Und dann zählen die Heimatforscher eines Tages eins und eins zusammen. Die eine Eins, das sind die unbekannten metallischen Bröckchen, deren Oberfläche häufig an einen Schmelzfluss erinnert. Die andere Eins, das sind die vielen Krater mit Ringwall, die offenbar nicht der Mensch gemacht hat. Zwei, die Summe – das ist die Idee, dass es ein kosmisches Ereignis gegeben haben könne, einen riesigen Meteoritenschauer in einer Kollision mit der Erde, der das ungewöhnliche Material angeliefert und die Krater geformt hat.

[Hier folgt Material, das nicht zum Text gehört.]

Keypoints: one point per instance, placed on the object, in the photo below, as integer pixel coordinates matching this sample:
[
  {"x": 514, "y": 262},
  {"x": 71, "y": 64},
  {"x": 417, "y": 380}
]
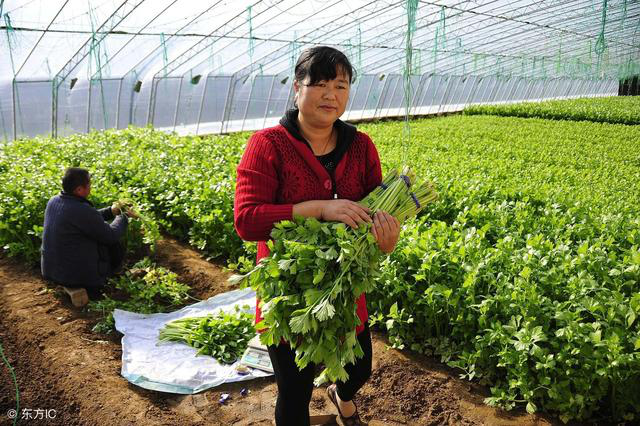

Gewissenhaft in ihrer ganzen Arbeit – alle Fundstellen und Krater mit allen Besonderheiten sind sorgfältig dokumentiert worden (bald findet die Zahl 80 Eingang in die Kraterauflistung) – wenden sie sich an Ämter und Institute und unterbreiten ihre Vorstellungen. Vielleicht wäre alles ganz anders gelaufen, wenn sie nicht eines Tages auch im heimischen Landratsamt vorsprechen und ihre Karten der abgestuften Verbreitung von Kratern und ungewöhnlichem Material auf den Tisch legen. Was das nun schon wieder soll … wundert sich der Landrat. Genau dieselben Karten habe er doch schon vor einem Jahr hier gehabt. Des Rätsels Lösung ist ein anderer Besucher, der im Landratsamt zu tun hatte. Dr. B. Raeymaeker ist Chemiker und Hobbyimker. In einer von der bayerischen Staatsregierung geförderten Studie hat er im Landkreis systematisch Bienenhonig von Völkern aus der gesamten Region auf mögliche Schadstoffe untersucht.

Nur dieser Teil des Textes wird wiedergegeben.